Gilligan believes that the source of the differences in the psychological development of men and women are the peculiarities of the process of formation of sexual identity in children. Gilligan agrees with Freud, when he relates the undoubted intellectual inferiority of the majority of women with inhibition of thought, inevitably caused by sexual repression (Gilligan 68). And it is liberation from dependence allows women to make judgments in their own voice, solving the problem, affecting both her and the other, and it allows the researcher basing on these judgments to bring a unique sequence of moral development through the morality of care.
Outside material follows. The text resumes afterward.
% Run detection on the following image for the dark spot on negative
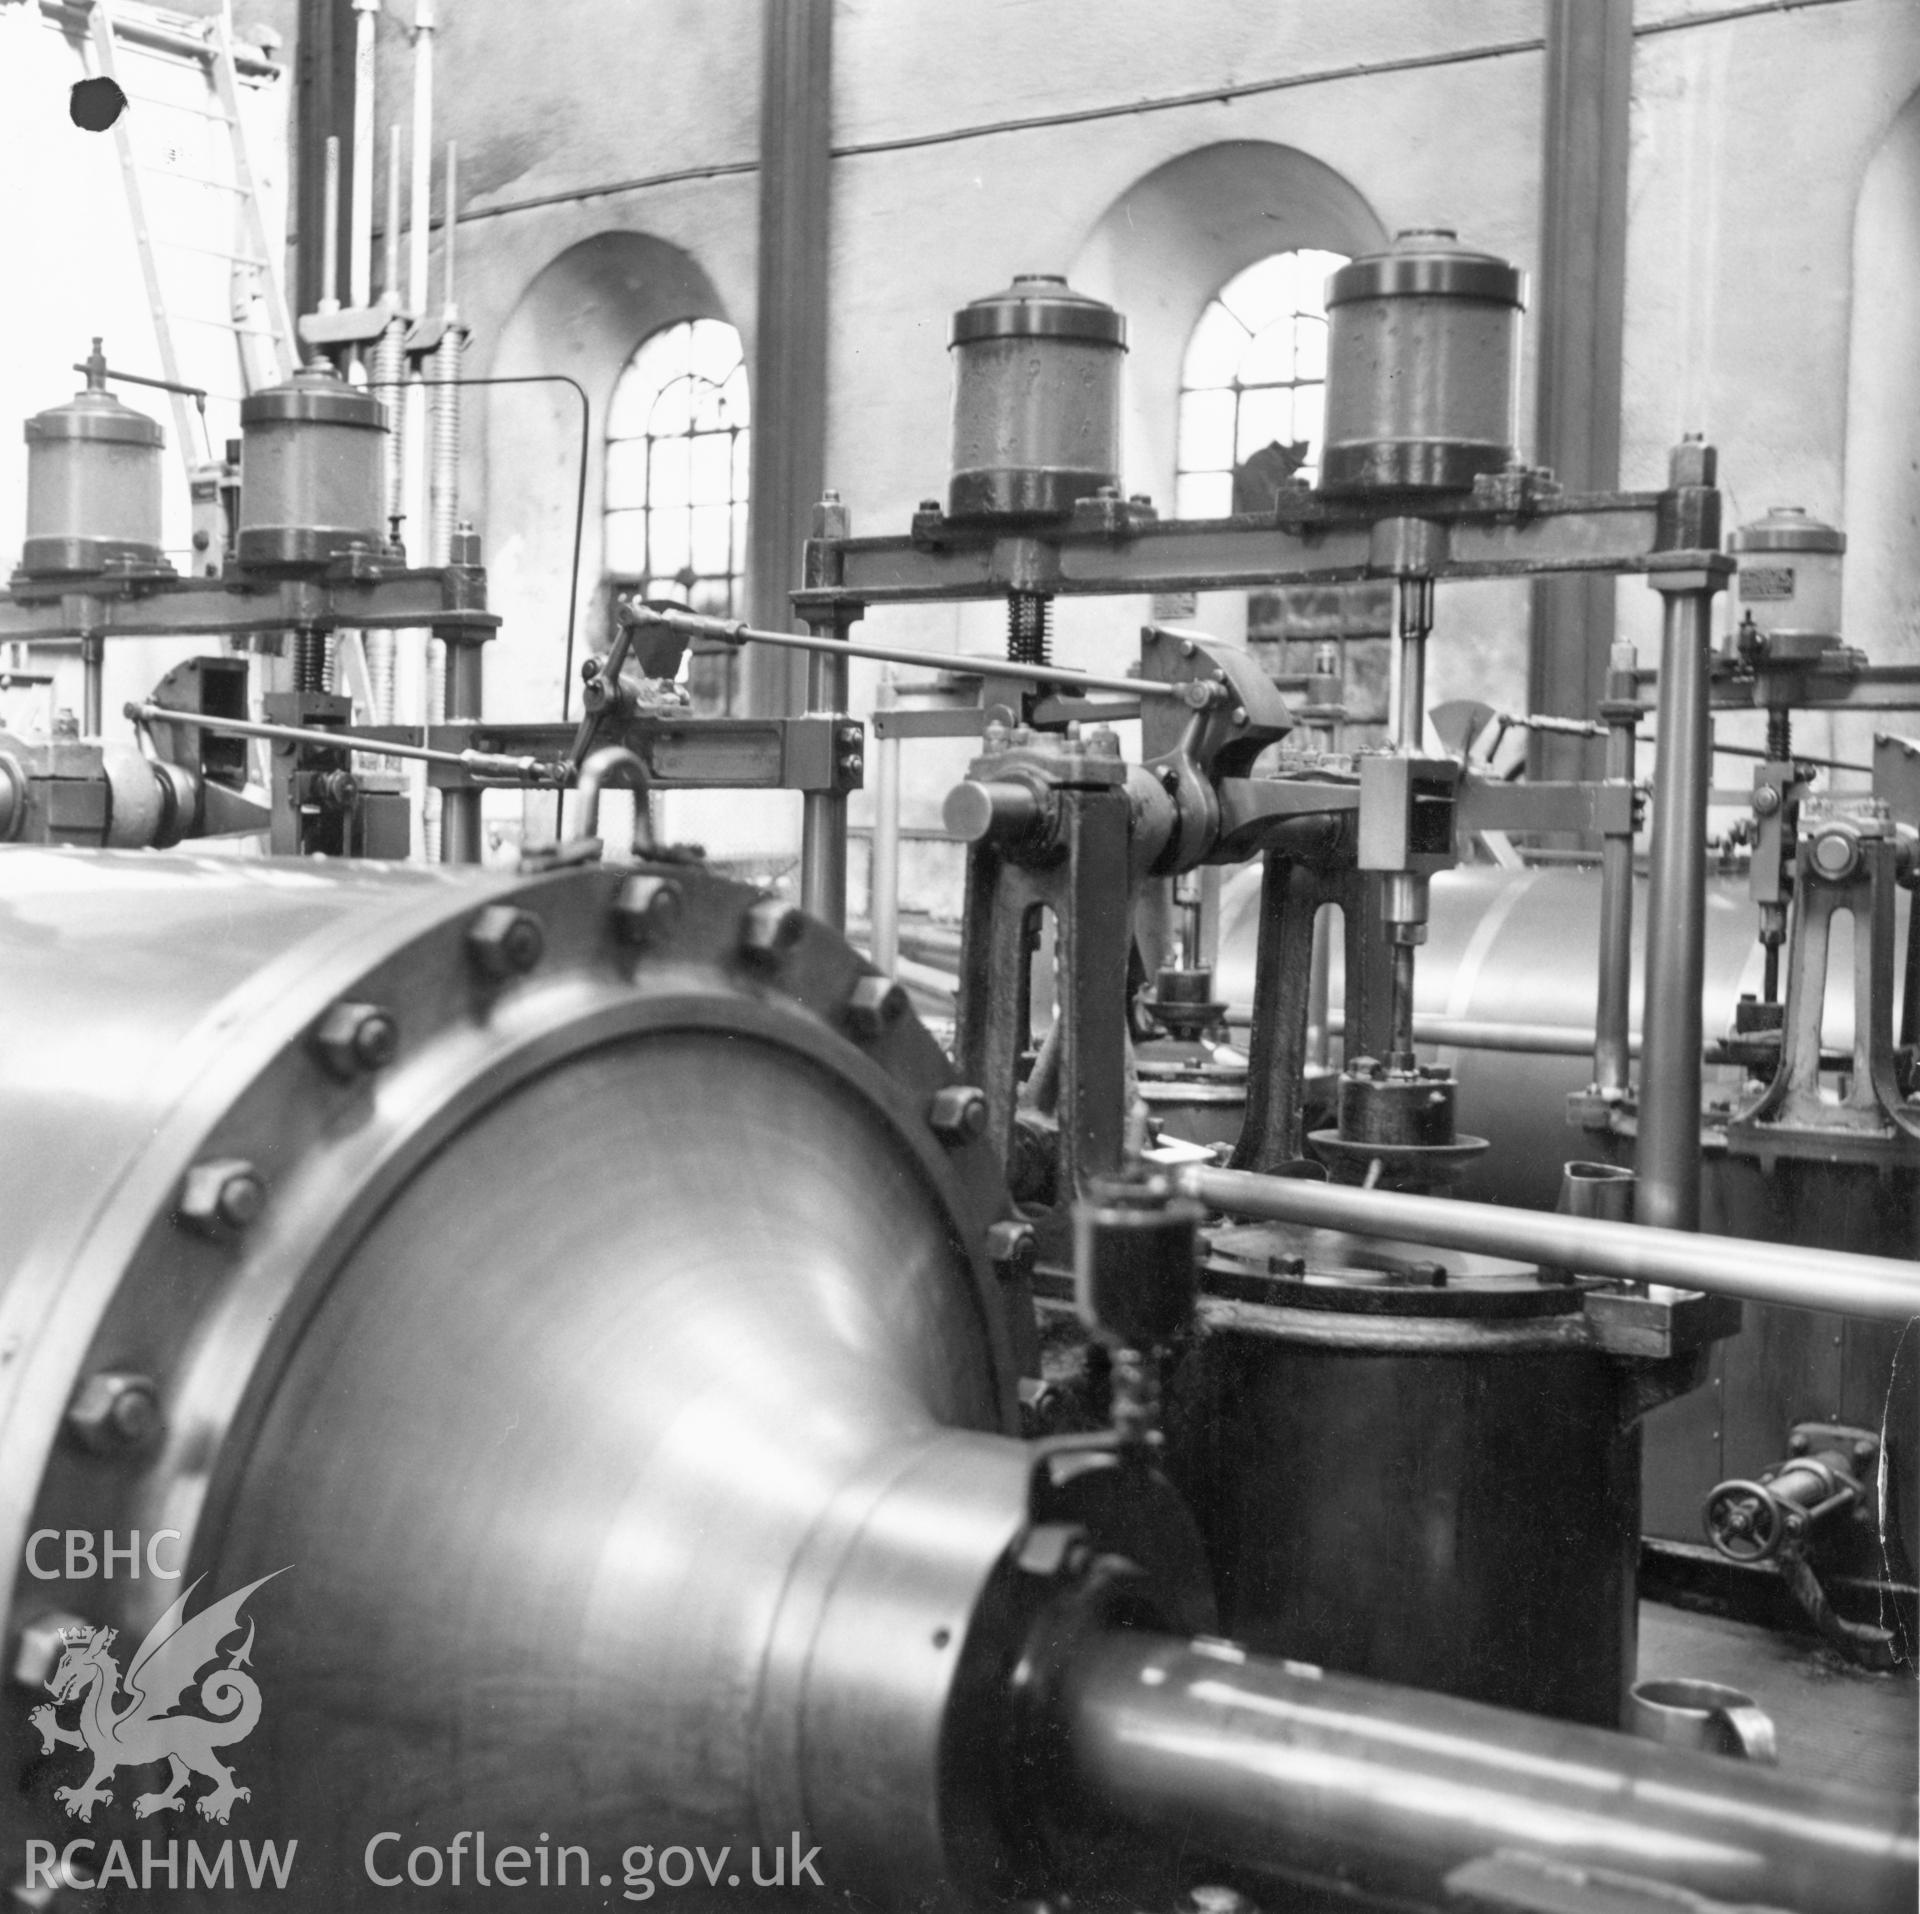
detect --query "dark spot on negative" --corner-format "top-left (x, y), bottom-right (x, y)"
top-left (70, 76), bottom-right (128, 133)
Carol Gilligan’s ideas were mainly seen as a challenge to the existing psychological theories of moral development, as well as to the notion of morality conventional for the common consciousness and ethics. This gave rise to serious debates between the proponents of Gilligan and her opponents, which were centered on the understanding of the status of the “ethics of care”¯. Gilligan’s main opponent was her former teacher, American psychologist Lawrence Kohlberg, who rationalized his critique from the perspective of the universal morality of justice, as in contrast to the morality of justice, ethics of care was the morality of individual relations, while the morality of justice was based on the recognition of the equality of all people’s rights.
Thus, while the demands of the morality of justice are universal, impartial, and abstract, and it is first of all rational abilities that are needed for their implementation; while the demands of the morality of care unique, biased, and concrete; and their implementation is impossible without the ability for emotional empathy. The recognition of qualitative distinctiveness of the ethics of care and its unique role in human life leads to the assertion that the ethics of care may be rationalized only on its own basis, and then the justification of the ethics of care becomes an important task for moral philosophy and social psychology.
Gilligan, Carol. In a Different Voice: Psychological Theory and Women’s Development (29th ed.). Harvard University Press, 1993. Print.
Nicholson, Linda. The Second Wave: A Reader in Feminist Theory. Routledge, 1997. Print.